Project Summary: A Benefits & Insurance Management Corporation
Background
This company is a leading provider of life insurance and benefit plan management solutions. For larger customers who are interested in providing their own user interface, they provide backend access and support for direct access to the underlying management system. For their database management system, they have used Progress to maintain large customer data repositories, and provided COM+ and HTML gateways to their backend data. However, upon acquiring one of the world's leading financial management and advisory companies as a client, this corporation needed to provide a solution based on MQ Series, which their client uses as a standard messaging platform.
Solution
One of SDI’s partners provided key assistance with the architecture of a new data access solution that tied together MQ Series running on Linux to the Progress Application Server running on Windows 2000 by means of a Java messaging daemon also running on Linux.
- Requirements
- Message Design
- Writing and Developing the Application
- Training and Basic Application Design
- Failover
The financial management and advisory client intended to provide the data retrieved from the corporation's system to the users on their benefit plan website thus requiring an end-to-end time of less than 5 seconds. Also, the system had to be redundant and provide failover capabilities.
XML messages were designed for relaying complex user data for both plan enrollment and plan review. The message design was codified using XML Schema.
The application itself is a middleware daemon that pulls messages from MQ Series, parses the messages, and dispatches them to the appropriate Progress function handlers available at the Progress application server. The daemon is multi-threaded allowing for high volume processing.

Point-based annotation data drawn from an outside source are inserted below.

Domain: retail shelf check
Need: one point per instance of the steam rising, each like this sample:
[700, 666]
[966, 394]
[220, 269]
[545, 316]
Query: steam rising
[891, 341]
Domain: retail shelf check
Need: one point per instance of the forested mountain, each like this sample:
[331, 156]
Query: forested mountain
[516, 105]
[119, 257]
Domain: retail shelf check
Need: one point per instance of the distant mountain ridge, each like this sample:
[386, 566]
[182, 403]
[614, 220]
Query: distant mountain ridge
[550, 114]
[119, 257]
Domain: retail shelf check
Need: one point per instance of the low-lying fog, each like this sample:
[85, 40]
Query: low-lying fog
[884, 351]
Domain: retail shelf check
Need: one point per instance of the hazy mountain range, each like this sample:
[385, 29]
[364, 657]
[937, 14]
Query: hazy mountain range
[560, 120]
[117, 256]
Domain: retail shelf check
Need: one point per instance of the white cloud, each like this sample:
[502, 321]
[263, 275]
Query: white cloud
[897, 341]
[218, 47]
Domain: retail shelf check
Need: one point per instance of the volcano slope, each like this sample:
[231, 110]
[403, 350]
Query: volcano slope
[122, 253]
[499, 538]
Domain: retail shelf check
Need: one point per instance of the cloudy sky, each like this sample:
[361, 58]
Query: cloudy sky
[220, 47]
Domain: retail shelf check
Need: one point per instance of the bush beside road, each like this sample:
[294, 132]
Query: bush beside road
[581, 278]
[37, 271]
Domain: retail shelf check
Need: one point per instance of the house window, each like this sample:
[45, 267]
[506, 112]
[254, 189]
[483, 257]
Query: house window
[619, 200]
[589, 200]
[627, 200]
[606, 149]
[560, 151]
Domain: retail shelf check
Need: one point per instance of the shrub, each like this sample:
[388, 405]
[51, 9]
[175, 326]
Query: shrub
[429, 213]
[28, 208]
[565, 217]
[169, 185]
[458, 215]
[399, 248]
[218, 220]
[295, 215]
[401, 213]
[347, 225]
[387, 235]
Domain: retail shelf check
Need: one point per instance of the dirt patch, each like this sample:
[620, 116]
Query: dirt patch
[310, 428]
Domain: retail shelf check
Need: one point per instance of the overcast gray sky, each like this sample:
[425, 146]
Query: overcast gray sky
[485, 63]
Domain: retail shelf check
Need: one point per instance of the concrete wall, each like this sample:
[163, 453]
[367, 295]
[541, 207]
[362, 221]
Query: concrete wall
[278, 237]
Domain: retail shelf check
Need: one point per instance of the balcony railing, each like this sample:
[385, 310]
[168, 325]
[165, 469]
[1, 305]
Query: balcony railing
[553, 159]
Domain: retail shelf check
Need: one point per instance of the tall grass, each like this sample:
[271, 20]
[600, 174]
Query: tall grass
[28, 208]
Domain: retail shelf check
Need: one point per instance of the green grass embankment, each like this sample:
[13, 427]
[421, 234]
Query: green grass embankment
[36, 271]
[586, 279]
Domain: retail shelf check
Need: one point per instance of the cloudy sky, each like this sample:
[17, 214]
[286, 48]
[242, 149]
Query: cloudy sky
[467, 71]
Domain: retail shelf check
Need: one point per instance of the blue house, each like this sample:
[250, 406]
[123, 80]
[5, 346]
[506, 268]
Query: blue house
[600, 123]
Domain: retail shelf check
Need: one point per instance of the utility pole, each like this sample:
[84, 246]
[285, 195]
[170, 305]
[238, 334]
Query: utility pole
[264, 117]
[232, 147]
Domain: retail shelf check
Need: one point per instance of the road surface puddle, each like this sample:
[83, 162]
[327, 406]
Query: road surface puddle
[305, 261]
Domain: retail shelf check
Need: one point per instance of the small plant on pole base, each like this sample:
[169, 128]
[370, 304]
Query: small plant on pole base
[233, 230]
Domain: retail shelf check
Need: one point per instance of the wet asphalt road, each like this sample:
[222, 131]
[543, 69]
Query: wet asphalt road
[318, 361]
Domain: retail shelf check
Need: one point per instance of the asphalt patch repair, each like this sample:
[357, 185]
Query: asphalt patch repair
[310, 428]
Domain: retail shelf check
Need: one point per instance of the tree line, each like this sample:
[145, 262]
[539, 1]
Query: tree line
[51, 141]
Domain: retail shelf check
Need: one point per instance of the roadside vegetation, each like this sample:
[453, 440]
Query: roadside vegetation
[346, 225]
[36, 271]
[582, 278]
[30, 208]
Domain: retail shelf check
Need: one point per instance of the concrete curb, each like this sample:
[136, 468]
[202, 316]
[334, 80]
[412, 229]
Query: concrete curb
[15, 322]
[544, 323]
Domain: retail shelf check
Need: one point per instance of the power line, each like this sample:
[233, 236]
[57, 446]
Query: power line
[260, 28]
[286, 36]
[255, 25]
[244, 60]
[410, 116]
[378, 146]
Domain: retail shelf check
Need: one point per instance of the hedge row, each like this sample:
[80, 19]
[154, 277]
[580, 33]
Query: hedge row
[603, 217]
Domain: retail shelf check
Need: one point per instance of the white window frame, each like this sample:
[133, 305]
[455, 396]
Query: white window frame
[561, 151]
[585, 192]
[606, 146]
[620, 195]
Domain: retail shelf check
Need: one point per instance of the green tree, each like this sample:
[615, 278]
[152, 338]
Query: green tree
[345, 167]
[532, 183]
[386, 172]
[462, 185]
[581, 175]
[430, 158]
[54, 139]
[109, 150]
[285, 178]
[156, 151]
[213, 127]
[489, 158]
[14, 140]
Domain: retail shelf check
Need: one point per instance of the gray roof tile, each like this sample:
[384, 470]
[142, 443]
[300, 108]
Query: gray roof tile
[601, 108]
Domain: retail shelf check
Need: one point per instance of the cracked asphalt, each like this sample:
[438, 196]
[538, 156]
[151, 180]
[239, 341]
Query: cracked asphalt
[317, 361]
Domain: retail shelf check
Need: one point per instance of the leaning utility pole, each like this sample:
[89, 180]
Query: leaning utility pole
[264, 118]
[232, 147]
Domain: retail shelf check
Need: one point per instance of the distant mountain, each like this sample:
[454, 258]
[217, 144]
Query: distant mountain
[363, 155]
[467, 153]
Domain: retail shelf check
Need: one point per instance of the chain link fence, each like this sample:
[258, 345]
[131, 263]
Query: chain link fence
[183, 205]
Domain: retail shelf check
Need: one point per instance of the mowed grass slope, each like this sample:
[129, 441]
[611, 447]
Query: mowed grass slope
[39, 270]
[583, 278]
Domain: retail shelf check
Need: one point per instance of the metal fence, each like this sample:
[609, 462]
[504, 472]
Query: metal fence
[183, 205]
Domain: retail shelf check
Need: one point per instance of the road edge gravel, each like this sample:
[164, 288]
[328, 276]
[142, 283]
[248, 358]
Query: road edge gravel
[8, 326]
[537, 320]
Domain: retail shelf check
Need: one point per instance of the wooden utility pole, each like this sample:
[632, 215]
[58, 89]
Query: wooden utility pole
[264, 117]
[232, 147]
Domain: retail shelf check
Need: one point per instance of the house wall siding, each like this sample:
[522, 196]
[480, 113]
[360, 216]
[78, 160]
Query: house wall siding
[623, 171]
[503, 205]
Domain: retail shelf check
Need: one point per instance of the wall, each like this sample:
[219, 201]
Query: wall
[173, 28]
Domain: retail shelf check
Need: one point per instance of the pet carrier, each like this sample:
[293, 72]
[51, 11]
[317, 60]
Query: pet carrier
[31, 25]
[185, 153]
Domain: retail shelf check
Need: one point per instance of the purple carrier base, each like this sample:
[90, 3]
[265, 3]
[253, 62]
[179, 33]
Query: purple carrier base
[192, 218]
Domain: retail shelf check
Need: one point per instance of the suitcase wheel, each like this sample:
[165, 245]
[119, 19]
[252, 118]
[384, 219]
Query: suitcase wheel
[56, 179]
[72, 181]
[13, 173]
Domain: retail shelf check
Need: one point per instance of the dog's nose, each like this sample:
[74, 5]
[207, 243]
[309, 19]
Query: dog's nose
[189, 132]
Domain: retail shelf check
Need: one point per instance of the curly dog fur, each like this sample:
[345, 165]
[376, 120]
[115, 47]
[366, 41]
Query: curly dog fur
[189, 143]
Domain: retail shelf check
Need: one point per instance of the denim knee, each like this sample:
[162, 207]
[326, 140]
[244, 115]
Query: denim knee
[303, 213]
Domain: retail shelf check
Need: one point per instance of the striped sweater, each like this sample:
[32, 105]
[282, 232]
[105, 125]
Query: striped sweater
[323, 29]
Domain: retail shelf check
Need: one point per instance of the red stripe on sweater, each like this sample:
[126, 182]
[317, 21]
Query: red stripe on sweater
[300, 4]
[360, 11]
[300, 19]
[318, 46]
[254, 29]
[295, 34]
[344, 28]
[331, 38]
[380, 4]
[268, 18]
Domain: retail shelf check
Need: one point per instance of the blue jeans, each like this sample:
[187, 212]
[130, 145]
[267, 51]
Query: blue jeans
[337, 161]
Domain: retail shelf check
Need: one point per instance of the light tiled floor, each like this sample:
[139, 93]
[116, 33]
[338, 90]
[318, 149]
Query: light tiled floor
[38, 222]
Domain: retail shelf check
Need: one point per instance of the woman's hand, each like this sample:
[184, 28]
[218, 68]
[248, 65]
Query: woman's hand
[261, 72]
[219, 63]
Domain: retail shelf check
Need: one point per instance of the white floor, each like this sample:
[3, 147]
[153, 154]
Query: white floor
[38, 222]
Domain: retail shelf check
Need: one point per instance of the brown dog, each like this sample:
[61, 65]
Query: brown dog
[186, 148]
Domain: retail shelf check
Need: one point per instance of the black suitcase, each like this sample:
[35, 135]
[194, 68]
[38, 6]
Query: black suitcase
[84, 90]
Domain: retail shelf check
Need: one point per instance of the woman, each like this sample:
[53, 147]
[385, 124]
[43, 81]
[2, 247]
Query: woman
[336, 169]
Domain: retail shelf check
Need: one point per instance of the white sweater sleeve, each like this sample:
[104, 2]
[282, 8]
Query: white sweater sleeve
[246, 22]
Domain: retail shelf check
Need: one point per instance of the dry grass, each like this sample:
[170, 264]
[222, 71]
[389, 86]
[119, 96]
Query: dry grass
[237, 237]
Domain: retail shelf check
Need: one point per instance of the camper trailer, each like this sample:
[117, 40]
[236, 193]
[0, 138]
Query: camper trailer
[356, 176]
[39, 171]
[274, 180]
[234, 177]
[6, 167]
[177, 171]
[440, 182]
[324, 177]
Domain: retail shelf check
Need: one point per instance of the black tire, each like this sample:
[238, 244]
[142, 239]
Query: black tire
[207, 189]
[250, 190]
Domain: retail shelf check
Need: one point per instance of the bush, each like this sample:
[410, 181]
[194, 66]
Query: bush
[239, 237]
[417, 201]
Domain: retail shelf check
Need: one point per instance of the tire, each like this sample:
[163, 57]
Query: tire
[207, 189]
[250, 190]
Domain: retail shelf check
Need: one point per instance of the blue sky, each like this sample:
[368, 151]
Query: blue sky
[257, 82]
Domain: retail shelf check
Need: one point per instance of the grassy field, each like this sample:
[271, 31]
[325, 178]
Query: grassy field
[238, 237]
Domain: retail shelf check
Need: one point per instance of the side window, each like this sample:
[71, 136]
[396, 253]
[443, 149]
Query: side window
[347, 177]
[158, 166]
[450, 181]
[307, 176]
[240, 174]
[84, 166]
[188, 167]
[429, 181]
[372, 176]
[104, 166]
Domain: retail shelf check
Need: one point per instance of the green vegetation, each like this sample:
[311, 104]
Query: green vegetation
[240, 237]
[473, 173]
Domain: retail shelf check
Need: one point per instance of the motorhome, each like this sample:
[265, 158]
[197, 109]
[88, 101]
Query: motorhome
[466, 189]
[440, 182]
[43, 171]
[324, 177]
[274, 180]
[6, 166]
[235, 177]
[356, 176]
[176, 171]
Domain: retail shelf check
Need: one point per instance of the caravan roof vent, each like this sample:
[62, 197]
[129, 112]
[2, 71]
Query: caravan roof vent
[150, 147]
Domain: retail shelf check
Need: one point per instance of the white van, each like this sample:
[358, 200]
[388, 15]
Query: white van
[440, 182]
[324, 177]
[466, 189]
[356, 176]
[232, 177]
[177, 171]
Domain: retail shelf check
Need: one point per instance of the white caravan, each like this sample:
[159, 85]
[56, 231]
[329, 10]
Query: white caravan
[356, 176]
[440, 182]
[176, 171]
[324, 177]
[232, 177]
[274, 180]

The daemon also uses two XSL Transform caches to reformat messages from hierarchical XML to flat for inbound processing and from flat to hierarchical for outbound processing. Between judicious caching and multi-threading, even at high load the average response time was less that .5 seconds allowing for the website response times to be met.
Following the design and implementation of the system, documentation was written and 2 days of training were provided to enable the internal support staff to manage and monitor the daemon performance.
In order to provide the highest degree of uptime, a Linux cluster was built using the Linux High-Availability (HA) package and heartbeat.
About the Application
The application is currently in use providing enrollment and benefit plan management services on a 24x7x365 basis to one of the world’s financial giants.